Financial networks

DSTA

Financial Networks

Introduction

Theme: discover a relationship among traded shares (equity)

look at historical market data to see whether price variations relate to each other.

Are there regularities that could anticipate the future behaviour of price?

In Food Networks (Ch. 1) we discovered a regularity:

\(\frac{\# pred}{\# prey} \approx 1\)

Important assumption

When markets are calm, investment becomes somewhat ``mathematical’’

Price time series

Proportional return on investment

  • depends on time

  • essentially, the discrete counterpart of the time derivative of price:

\[ r(\Delta t) = \frac{p(t_0 + \Delta t) - p(t_0)}{p(t_0)} \]

\[ r(\Delta t) = \frac{p(t_0 - \Delta t) - p(t_0)}{p(t_0)} \]
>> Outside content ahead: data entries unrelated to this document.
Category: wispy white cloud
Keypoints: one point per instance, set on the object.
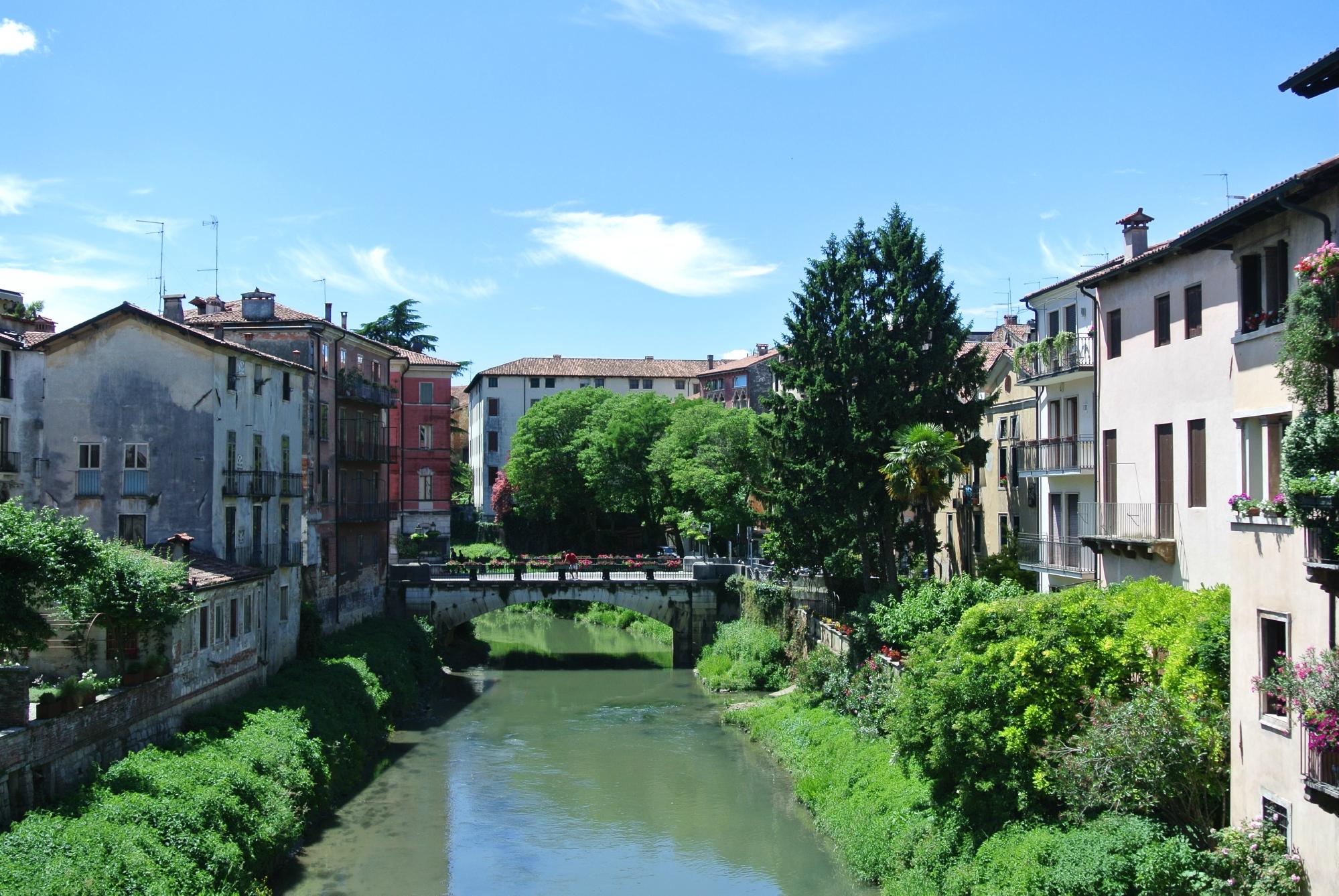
(16, 38)
(16, 194)
(757, 31)
(681, 259)
(371, 271)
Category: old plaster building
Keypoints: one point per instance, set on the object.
(500, 396)
(1191, 412)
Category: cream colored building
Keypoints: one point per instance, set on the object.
(1190, 413)
(993, 500)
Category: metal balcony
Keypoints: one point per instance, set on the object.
(1057, 457)
(1064, 556)
(1058, 366)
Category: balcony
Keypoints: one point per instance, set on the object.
(256, 484)
(1132, 530)
(134, 484)
(364, 511)
(1057, 457)
(1322, 772)
(1052, 366)
(1064, 556)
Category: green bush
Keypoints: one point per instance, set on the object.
(745, 657)
(222, 804)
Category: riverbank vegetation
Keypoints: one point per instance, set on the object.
(221, 806)
(1072, 743)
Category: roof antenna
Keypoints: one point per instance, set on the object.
(1227, 190)
(159, 278)
(212, 223)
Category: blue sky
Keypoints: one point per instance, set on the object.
(620, 177)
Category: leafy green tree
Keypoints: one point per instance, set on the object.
(707, 465)
(47, 561)
(873, 344)
(920, 473)
(543, 465)
(615, 453)
(401, 326)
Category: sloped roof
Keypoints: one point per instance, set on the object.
(611, 368)
(55, 341)
(744, 364)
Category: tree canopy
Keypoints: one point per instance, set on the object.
(401, 326)
(873, 344)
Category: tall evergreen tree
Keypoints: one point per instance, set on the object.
(873, 345)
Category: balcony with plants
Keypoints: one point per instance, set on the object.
(1054, 360)
(1309, 356)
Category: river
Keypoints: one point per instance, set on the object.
(604, 773)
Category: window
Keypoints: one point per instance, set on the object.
(90, 468)
(1274, 644)
(1195, 448)
(1109, 467)
(130, 528)
(134, 479)
(1163, 319)
(1194, 311)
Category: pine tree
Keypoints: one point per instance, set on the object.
(873, 345)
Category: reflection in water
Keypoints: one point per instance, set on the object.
(573, 781)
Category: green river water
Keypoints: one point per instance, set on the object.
(575, 763)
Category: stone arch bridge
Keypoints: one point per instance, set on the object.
(691, 602)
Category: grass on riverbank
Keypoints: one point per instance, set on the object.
(221, 806)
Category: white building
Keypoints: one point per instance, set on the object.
(500, 396)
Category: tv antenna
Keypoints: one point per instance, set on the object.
(1227, 190)
(212, 223)
(159, 278)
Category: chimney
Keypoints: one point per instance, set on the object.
(1136, 230)
(171, 309)
(257, 305)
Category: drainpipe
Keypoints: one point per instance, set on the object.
(1320, 216)
(1097, 410)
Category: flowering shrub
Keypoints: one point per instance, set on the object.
(1310, 685)
(1253, 859)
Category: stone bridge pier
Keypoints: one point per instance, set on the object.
(690, 607)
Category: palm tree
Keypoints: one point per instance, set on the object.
(919, 473)
(401, 326)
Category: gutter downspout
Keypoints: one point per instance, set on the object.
(1320, 216)
(1097, 409)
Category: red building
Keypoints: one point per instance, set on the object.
(421, 441)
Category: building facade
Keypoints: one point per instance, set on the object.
(1191, 412)
(500, 396)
in the limit \(\Delta t \rightarrow 0\) it can be rewritten:

\[ r(t) \simeq \frac{d \ln{p(t)}}{dt} \]

For discrete time:

\[ r = \ln p(t_0 + \Delta t) - \ln p(t_0) \]

Correlation of prices

  • correlations in time series (or simply comovements) are valuable indicators

  • Two shares are correlated if historically their price varied in a similar way.

  • To qualify such a relation compute the correlation between their price returns over \(\Delta t\).
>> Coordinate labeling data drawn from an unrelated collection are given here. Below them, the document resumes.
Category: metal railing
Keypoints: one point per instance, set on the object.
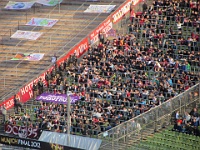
(13, 91)
(149, 122)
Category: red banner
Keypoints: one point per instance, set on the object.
(22, 131)
(78, 50)
(104, 27)
(26, 92)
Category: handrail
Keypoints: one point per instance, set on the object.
(16, 90)
(168, 101)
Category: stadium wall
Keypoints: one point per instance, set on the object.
(26, 92)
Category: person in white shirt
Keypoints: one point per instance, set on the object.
(179, 25)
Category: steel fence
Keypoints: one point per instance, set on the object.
(147, 123)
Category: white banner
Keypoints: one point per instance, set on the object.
(49, 2)
(19, 5)
(29, 35)
(42, 22)
(100, 8)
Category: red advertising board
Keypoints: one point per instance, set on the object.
(26, 92)
(21, 131)
(103, 27)
(78, 50)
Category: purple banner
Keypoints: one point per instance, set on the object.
(57, 98)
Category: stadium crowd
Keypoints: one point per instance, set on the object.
(121, 78)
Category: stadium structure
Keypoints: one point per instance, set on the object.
(28, 49)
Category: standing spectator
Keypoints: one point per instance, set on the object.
(35, 90)
(144, 7)
(40, 86)
(17, 104)
(4, 112)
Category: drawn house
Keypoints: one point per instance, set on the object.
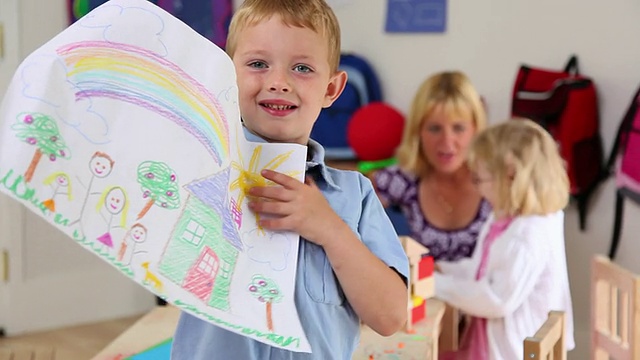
(204, 245)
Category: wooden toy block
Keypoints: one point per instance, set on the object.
(425, 267)
(424, 288)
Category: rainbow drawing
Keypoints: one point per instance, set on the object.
(140, 77)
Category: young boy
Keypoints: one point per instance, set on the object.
(351, 266)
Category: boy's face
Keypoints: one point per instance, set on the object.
(284, 80)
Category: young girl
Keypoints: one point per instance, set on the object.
(518, 271)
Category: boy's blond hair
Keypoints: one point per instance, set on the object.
(452, 90)
(528, 173)
(311, 14)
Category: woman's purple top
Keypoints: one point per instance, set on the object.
(397, 188)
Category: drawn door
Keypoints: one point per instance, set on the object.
(52, 281)
(202, 274)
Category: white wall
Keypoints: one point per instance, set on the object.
(488, 40)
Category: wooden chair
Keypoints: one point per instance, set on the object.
(450, 333)
(548, 342)
(615, 311)
(25, 353)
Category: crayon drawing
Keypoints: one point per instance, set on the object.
(124, 132)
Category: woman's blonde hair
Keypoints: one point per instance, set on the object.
(454, 92)
(311, 14)
(528, 173)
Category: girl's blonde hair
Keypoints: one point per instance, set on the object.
(528, 173)
(454, 92)
(311, 14)
(49, 180)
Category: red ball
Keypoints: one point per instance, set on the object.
(375, 131)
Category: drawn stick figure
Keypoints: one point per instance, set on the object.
(61, 185)
(136, 235)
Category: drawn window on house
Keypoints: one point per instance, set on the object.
(193, 233)
(208, 265)
(226, 269)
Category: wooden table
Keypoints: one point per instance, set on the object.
(159, 324)
(153, 328)
(421, 343)
(23, 353)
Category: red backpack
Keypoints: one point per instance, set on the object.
(624, 162)
(565, 103)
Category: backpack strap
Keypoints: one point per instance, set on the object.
(627, 121)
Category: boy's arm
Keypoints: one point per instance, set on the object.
(510, 282)
(376, 292)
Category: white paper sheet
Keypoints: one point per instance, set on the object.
(124, 132)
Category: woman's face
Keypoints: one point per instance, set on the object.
(445, 137)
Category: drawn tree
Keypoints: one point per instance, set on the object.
(159, 185)
(41, 131)
(266, 291)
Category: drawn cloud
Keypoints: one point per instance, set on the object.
(272, 250)
(118, 22)
(57, 92)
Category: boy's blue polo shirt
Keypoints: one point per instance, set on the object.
(329, 322)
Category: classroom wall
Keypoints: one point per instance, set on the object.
(489, 40)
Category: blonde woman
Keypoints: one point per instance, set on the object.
(431, 183)
(518, 272)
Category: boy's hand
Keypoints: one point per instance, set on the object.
(293, 206)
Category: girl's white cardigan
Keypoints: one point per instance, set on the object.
(526, 277)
Let \(\langle r_i \rangle\) be the average return of i over \(\Delta t\)

\[ \rho_{ij}(\Delta t) = \frac{\langle r_i r_j\rangle - \langle r_i\rangle \langle r_j\rangle}{\sqrt{(\langle r_i^2\rangle - \langle r_i\rangle^2 )( \langle r_j^2\rangle - \langle r_j\rangle^2)}} \]

  • high \(\rho\)’s might uncover hidden links between stocks.

  • however, monitoring \(n(n-1)\) correlations quickly becomes unfeseable

  • we focus on high \(\rho\) values.

The Spanning tree of stocks

Similar-behaviour shares

Correlation (or lack of it) induces a distance b/w shares:

\[ d_{ij}(\Delta t) = \sqrt{2(1-\rho_{ij}(\Delta t))} \]

Let \(D(\Delta t)\) be the complete matrix of pairwise distances:

it describes a complete, weighted network!

Prune it to create its Mimimum Spanning Tree (MST)

The MST has only n-1 heavy connections while maintaining connectivity.

Resulting model

The MST of 141 NYSE high-cap stocks, \(\Delta t =\) 6h:30min

Some shares are hubs for local clusters of highly-correlated shares.

Consequences

  • Network analysis helps indentifying local clusters

  • Each clusters will have a “hub” share

  • Hub shares can signal the beaviour of the whole cluster:

  • they provide leads in forecasting how sections of the market will move.